7. The culture system of claim 1, wherein the culture medium is selected from the group consisting of a standard medium, a steatosis inducing medium, and a steatosis reducing medium.

8. A screening method of identifying a compound or composition for de-fatting and functional recovery of macrosteatotic hepatocytes, comprising: obtaining a first culture system of claim 1, having a population of cultured macrosteatotic hepatocytes;incubating the macrosteatotic hepatocytes in a test medium containing a test compound or test composition for a first period of time; anddetermining a macrosteatosis level or a function level of the macrosteatotic hepatocytes,wherein the test compound is effective for de-fatting and functional recovery of macrosteatotic hepatocytes if (i) the macrosteatosis level is lower than a control macrosteatosis level or (ii) the function level is higher than a control function level.

9. The method of claim 8, wherein the control macrosteatosis or function level is determined in the same manner from a second culture system obtained and incubated in the same manner as the first culture system except that the second system is incubated in a control medium free of the test compound.

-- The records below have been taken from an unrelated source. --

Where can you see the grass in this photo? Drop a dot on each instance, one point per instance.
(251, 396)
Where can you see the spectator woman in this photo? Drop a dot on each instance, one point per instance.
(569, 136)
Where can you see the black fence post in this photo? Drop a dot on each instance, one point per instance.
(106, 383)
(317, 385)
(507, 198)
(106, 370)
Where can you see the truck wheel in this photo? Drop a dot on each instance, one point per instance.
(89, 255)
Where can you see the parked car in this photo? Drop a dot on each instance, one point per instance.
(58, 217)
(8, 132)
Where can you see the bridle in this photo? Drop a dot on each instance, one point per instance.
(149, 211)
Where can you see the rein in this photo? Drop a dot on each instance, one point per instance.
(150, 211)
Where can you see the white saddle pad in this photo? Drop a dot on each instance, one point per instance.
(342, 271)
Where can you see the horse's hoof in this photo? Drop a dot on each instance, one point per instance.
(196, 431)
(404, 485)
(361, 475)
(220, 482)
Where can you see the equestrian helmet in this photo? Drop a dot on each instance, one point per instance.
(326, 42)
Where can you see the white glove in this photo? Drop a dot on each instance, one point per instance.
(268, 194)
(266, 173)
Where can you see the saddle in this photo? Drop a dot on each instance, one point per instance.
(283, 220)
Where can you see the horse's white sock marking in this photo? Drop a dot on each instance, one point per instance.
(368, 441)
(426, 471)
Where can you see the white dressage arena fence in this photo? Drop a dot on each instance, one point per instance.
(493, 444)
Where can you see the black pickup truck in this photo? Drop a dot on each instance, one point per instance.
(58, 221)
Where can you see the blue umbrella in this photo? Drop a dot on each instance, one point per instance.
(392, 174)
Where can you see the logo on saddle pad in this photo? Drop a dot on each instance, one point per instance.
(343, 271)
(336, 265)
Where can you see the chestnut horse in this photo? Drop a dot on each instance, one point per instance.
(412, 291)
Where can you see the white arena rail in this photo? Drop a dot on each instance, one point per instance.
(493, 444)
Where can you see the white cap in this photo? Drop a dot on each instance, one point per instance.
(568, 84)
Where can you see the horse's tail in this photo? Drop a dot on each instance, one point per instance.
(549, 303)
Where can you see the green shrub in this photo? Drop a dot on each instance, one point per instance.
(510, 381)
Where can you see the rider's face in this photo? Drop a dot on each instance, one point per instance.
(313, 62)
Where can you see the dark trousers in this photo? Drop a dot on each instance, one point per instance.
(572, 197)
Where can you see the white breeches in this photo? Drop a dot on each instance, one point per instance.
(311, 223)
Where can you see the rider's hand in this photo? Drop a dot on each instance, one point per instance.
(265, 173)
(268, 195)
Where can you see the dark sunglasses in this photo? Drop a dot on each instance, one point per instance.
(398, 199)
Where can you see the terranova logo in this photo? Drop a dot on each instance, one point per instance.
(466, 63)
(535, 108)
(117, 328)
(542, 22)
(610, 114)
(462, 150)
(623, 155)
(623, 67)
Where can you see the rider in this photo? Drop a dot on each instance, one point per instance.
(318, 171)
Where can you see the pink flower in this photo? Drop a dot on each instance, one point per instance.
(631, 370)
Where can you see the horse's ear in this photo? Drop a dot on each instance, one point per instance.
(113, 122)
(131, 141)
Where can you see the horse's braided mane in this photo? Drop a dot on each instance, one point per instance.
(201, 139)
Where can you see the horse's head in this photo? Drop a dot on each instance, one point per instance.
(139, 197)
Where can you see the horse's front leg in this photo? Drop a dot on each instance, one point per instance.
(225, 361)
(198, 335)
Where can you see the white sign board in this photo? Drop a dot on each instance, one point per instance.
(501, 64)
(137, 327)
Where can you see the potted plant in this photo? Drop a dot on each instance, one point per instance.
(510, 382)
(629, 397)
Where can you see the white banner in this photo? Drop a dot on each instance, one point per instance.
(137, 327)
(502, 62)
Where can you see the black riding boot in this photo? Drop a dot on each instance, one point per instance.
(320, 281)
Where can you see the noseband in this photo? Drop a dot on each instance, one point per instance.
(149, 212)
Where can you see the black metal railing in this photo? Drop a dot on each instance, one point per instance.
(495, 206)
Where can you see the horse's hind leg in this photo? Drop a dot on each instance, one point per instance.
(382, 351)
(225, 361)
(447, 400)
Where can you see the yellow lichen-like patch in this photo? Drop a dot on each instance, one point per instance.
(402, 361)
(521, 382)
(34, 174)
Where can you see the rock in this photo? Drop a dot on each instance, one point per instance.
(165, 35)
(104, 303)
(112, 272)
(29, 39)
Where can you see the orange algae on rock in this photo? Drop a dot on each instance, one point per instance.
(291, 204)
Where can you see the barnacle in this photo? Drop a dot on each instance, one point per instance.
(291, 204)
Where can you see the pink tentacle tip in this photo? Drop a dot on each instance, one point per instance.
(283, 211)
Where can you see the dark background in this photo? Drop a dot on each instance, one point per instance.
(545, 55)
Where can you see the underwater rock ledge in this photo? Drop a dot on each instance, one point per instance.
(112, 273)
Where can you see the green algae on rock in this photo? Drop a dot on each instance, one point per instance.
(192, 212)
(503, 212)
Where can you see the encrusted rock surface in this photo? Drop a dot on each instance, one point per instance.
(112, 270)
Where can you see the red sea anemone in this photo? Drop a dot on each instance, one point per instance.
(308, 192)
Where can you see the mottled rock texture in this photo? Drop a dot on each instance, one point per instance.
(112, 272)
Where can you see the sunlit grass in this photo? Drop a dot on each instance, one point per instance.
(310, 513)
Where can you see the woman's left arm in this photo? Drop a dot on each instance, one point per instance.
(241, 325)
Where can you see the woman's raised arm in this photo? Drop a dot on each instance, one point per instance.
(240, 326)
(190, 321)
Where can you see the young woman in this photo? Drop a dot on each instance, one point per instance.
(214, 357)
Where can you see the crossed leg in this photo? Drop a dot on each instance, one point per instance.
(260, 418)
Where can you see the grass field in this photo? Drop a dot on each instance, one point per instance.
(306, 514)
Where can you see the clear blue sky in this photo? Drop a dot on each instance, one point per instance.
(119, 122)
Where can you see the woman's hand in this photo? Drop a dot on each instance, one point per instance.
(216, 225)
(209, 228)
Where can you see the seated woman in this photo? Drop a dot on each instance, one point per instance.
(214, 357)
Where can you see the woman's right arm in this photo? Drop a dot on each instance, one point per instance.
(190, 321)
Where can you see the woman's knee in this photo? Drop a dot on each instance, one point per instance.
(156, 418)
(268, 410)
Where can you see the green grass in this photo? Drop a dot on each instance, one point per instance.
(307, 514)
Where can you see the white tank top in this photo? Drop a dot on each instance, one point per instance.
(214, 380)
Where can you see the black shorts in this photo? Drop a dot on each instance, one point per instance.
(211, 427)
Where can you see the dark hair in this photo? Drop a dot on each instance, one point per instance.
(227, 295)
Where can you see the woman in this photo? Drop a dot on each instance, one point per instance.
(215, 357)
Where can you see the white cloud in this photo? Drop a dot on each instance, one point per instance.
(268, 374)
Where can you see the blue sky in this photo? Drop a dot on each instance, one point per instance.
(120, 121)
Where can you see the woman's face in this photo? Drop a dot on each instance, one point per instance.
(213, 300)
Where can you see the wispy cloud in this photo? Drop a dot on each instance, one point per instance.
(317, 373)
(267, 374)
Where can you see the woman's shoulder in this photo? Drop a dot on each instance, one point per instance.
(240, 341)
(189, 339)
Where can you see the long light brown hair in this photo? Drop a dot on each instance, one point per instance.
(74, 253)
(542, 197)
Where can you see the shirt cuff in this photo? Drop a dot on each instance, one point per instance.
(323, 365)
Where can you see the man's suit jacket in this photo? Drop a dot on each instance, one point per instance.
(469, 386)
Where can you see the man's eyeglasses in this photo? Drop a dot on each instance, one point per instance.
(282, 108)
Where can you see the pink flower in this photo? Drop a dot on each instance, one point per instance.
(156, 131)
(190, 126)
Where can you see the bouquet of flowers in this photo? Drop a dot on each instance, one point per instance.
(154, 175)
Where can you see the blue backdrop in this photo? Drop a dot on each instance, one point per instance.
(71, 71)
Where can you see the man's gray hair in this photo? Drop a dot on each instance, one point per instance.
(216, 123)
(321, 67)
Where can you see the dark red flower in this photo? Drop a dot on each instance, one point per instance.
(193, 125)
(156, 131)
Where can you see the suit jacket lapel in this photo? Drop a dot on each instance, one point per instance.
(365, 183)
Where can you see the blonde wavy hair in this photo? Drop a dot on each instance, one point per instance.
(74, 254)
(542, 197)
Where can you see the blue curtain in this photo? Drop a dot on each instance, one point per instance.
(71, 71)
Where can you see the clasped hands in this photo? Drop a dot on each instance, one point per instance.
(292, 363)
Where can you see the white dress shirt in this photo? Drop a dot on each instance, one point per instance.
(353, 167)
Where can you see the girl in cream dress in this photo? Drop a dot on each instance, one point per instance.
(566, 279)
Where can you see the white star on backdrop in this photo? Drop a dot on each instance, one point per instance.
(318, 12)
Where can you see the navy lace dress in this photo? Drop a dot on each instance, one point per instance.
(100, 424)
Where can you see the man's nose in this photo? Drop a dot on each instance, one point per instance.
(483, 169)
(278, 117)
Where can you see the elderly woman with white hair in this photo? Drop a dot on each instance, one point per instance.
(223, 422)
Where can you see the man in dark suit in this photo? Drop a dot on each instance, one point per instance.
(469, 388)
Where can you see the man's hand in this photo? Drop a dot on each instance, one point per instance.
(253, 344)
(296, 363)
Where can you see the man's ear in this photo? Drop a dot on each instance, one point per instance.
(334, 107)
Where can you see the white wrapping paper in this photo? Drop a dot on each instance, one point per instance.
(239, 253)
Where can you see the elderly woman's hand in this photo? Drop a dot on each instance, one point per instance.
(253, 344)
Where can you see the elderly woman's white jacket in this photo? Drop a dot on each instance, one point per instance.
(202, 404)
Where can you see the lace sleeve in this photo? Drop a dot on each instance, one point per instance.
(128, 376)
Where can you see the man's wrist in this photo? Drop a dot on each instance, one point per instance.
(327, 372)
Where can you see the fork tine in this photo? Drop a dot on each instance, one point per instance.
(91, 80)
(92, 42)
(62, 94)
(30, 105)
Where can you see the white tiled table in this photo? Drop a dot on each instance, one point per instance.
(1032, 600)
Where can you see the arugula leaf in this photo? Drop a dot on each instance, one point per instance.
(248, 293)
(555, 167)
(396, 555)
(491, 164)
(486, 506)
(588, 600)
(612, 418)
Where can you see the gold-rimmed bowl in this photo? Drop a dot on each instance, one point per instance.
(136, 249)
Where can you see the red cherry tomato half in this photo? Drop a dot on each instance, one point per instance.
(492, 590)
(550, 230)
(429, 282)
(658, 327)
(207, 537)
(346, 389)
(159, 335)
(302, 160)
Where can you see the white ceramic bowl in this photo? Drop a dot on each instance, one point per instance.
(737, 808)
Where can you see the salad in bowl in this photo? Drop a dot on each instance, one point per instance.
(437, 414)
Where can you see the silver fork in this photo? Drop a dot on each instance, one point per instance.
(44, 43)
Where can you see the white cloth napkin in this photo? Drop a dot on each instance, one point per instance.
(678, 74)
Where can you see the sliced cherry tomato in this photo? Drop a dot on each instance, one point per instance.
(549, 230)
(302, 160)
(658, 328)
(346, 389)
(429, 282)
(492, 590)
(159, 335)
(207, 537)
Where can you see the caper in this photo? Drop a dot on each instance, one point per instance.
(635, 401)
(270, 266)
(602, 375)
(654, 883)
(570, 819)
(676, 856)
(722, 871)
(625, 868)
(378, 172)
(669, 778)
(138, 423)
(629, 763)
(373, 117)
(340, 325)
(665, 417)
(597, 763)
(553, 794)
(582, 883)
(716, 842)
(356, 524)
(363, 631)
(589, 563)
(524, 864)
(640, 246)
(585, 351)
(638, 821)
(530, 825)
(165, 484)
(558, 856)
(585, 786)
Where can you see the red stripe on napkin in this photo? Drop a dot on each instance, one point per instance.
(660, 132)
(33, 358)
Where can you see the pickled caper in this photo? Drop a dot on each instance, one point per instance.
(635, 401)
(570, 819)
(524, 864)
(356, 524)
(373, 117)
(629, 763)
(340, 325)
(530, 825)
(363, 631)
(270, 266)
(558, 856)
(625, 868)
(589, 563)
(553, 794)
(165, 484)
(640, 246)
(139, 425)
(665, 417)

10. The method of claim 8, wherein the macrosteatosis level is selected from the group consisting of a level of lipid macrodroplets, an intracellular triglyceride (TG) level, and extent of nucleus displacement by lipid droplets.

11. The method of claim 8, wherein the function level is selected from the group consisting of a level of urea secretion and a level of bile canalicular function.

12. The method of claim 8, wherein the first period of time is about 2 hours to about 3 days or about 2 days.

13. The method of claim 8, further comprising, after the first period of time, culturing the macrosteatotic hepatocytes in a standard medium for a second period of time.

14. The method of claim 13, wherein the second period of time is about 2 hours to about 3 days, or about 2 days.